Overall, the state of the art seems confirming that pseudonymization has a greater potential of data protection than anonymization, and the implementation of the different techniques in currently ongoing.

5 Conclusions

The legal uncertainty pertaining to the two mutually exclusive definition of personal and non-personal data is spilling over the two main data processing tools provided by the legal framework in force, and especially the anonymization one.

The current evolution of the techniques in this sector suggests to approach the problem from a dynamic perspective, using a concept of permanent lifecycle checking. This will allow a constant revision of the admissible parameters and techniques, according to the state of the art. In this respect, the proposal for the Data Governance Act seems relying on intermediary certified and trusted services, aiming to different goals: i) a correct implementation of the pseudonymization/anonymization at the best of the state of the art and case-by-case according to the context of application (e.g., health); ii) a constant risk assessment; iii) the peculiar role of data custodian capable to provide a proxy access to other third parties (e.g., research institutions) also through synthetic datasets.

According to these premises, the two mutually exclusive definitions of personal and non-personal data seem obsolete and should be revised in favor of a constant and dynamic process which uses risk analysis, supported by intermediary certified actors. Also relevant for the evolution of anonymization, the concept and role played by “data altruism organizationsFootnote 42” included in the Data Governance Act. Therefore, it could determine a proxy where to anonymize the data using particular conditions and techniques, thanks to the special regime and regulation of this particular processing.

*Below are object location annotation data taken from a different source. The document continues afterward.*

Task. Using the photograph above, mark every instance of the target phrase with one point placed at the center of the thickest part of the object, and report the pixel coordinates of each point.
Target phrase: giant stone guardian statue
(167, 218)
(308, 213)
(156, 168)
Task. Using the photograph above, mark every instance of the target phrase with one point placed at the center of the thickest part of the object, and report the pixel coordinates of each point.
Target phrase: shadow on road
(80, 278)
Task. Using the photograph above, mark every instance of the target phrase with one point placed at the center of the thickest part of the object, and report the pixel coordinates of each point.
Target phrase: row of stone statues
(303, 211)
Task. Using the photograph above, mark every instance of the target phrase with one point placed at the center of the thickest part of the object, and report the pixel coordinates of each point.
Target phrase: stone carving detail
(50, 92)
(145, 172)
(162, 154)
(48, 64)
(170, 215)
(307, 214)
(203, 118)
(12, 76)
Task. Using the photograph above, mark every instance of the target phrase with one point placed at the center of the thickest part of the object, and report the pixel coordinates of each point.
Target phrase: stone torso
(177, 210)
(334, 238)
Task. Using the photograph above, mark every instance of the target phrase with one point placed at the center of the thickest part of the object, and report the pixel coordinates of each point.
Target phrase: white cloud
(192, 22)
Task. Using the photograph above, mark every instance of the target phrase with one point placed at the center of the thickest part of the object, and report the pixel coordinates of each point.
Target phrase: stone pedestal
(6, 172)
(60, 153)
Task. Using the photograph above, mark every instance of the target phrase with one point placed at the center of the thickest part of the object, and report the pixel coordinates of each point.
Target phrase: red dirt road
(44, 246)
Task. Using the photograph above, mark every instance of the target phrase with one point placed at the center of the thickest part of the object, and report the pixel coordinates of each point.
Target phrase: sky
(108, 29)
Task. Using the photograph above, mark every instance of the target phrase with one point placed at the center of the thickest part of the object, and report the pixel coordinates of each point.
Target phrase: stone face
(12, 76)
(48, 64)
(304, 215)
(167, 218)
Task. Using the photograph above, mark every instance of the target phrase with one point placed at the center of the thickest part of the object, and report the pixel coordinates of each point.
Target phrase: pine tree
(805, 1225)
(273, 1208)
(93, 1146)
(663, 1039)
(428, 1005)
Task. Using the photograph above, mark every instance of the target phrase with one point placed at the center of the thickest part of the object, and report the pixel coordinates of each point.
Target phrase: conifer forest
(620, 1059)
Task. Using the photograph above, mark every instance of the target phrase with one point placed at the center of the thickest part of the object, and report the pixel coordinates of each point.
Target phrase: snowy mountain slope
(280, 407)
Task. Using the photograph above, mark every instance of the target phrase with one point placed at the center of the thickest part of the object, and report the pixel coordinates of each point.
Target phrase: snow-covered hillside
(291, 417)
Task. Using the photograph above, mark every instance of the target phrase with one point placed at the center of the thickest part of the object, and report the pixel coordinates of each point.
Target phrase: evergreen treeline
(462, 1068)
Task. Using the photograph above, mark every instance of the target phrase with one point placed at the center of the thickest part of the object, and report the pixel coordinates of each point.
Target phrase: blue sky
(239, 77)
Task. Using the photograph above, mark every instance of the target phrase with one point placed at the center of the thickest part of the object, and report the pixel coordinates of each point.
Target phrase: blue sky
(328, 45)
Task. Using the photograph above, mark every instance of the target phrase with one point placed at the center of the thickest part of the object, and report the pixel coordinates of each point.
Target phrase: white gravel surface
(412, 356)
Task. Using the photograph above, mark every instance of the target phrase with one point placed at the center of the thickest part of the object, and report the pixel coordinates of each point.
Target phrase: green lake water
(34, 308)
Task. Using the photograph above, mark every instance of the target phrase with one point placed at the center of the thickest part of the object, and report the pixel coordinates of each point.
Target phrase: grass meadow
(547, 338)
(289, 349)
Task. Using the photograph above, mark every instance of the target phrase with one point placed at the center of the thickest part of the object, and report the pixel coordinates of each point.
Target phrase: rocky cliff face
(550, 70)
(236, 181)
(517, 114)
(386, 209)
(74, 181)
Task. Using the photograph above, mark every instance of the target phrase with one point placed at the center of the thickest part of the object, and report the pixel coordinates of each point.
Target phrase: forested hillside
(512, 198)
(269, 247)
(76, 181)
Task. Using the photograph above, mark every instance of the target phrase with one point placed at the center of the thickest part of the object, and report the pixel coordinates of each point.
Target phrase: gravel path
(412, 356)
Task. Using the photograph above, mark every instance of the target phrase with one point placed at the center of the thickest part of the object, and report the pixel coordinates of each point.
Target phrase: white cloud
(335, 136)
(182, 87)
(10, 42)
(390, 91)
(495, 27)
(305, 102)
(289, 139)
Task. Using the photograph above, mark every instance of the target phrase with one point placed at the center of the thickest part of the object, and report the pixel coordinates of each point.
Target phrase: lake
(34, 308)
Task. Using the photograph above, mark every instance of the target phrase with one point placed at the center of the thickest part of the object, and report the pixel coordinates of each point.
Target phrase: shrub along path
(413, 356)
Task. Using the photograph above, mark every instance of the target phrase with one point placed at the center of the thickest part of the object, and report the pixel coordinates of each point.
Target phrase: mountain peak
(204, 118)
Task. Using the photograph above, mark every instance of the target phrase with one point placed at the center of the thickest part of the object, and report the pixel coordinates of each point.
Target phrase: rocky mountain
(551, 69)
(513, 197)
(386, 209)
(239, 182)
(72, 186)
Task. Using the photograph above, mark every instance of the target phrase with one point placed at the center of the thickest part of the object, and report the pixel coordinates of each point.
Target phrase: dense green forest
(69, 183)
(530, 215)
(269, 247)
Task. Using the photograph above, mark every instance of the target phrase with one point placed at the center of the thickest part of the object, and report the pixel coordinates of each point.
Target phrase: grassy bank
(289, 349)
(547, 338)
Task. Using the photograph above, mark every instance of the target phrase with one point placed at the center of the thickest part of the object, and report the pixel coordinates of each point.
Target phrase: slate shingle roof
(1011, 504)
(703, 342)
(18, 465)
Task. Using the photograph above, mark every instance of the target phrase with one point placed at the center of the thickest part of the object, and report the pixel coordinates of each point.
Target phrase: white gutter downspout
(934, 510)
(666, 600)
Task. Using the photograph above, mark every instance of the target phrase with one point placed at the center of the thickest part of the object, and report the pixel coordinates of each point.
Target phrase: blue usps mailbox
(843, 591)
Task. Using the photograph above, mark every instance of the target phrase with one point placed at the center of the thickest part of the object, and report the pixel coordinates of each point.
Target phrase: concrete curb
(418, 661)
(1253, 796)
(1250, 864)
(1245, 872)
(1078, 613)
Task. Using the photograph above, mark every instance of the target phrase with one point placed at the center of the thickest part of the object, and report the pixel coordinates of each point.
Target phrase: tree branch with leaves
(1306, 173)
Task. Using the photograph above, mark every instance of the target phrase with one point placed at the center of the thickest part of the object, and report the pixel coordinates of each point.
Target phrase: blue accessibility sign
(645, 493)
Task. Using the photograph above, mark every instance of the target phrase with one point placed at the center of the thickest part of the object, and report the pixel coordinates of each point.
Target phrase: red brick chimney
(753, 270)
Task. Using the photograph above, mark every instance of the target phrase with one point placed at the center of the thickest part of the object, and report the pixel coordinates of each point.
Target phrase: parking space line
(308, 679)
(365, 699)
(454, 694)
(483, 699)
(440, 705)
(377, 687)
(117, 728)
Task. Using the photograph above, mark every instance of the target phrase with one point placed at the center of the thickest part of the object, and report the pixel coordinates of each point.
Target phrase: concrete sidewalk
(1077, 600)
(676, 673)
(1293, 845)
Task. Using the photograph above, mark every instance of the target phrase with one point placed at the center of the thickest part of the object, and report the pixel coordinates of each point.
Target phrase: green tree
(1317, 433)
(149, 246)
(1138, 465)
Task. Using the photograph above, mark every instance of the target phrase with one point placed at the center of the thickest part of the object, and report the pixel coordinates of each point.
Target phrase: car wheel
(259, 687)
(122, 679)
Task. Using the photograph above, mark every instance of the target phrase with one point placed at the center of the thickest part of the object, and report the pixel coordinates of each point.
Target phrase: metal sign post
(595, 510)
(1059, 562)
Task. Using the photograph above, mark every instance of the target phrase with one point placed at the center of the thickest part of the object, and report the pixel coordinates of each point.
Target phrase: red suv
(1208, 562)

Finally, because some of these anonymization techniques use artificial intelligence artifact, is also relevant the Artificial Intelligence Act which proposes, again, a more detailed risk management approach and the introduction of a European Certification (CE) of the Artificial Intelligence production processes, with related certified actors playing the role of independent intermediators, ensuring the proper application of the regulation according to technological benchmarking.